Conoscevo le sue radici, che sono anche le mie, però non fino in fondo. Quando siamo andati nel quartiere dov’è nato, a San Pietro a Patierno, ha rincontrato le persone con cui giocava da bambino e mi si è rivelato il piccolo Gaetano sconosciuto. È stata un’emozione forte visitare i luoghi dove lui può andare solo di notte, altrimenti la folla rivoluziona le strade appena lo vede.

 

Ha montato filmati d’epoca in formati diversi per restituire una città in cui Nino era già famoso e che lei per motivi anagrafici non aveva conosciuto. Quanto la vede diversa dalla Napoli attuale?

Era bella come adesso, anche se non era una meta turistica e soggiaceva a una narrazione a tinte fosche. Malgrado tutto però ho l’impressione che la gente fosse più felice, che anche i poveri fossero più felici dei poveri di oggi. Un grande avvenimento collettivo, come il primo scudetto del Napoli, trascendeva il valore sportivo. Ora abbiamo tutti gioito per il quarto scudetto ma è incomparabile ai significati di quello, che fu un evento politico. Negli anni Ottanta personaggi come Maradona, Troisi e Nino D’Angelo si assumevano la responsabilità di difendere e rappresentare un popolo. Ho letto vecchi articoli di una cattiveria unica nei confronti di mio padre, del Sud e dei napoletani. Dovette fronteggiare i pregiudizi in un silenzio assordante. Fu una rivoluzione di cui non si ha più idea. Adesso nella musica si guarda giusto al sold out, mi sembra tutto più piatto e non soltanto a Napoli: non vedo figure in cui rispecchiarmi o in cui possano farlo i miei figli. Da vecchio appassionato di rock, non troverei più una band o un artista con cui identificarmi, forse l’ultimo a rappresentare un certo tipo di condivisione con il pubblico è stato Lindo Ferretti. Poi è finita. È cambiata anche la strada del successo: non c’era un X Factor che ti cuce il progetto addosso, le cose succedevano grazie al talento individuale e a un po’ di fortuna. Che mio padre desse voce con le sue canzoni a una classe sociale e vendesse milioni di dischi non fu frutto di pianificazione ma un fenomeno bello, naturale, reale.

 

Però fu costretto a lasciare Napoli, con tutta la famiglia, a causa delle minacce camorristiche. Nel documentario lo racconta per la prima volta nei dettagli.

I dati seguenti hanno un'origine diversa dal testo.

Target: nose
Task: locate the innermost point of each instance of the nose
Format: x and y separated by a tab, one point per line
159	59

Io stesso ne presi coscienza quando ero già grande dai discorsi colti in casa a Roma. Prima pensavo ce ne fossimo andati perché la popolarità lo opprimeva. Solo durante il documentario ho appreso i particolari. Lui non ne aveva mai parlato volentieri per proteggere l’immagine di Napoli.

 

Cosa toglie e cosa dà a un artista la distanza dalla sua città?

È come in un cinema: per vedere meglio ciò che avviene sullo schermo non devi sederti in prima fila. Se stai più indietro hai la visione ideale. Oggi nella narrazione di Napoli c’è ancora tanta cartolina o se ne raccontano singoli pezzi. Ci vorrebbe uno sguardo obliquo, trasversale, che includa tutti i differenti aspetti.

 

Con quale spirito congeda questo documentario?

Di una scoperta. Il documentario è una forma di cinema in cui preferisco alla figura del regista maestrino quella del regista primo spettatore, che condivide con il pubblico quanto nemmeno lui sapeva quando ha cominciato il lavoro.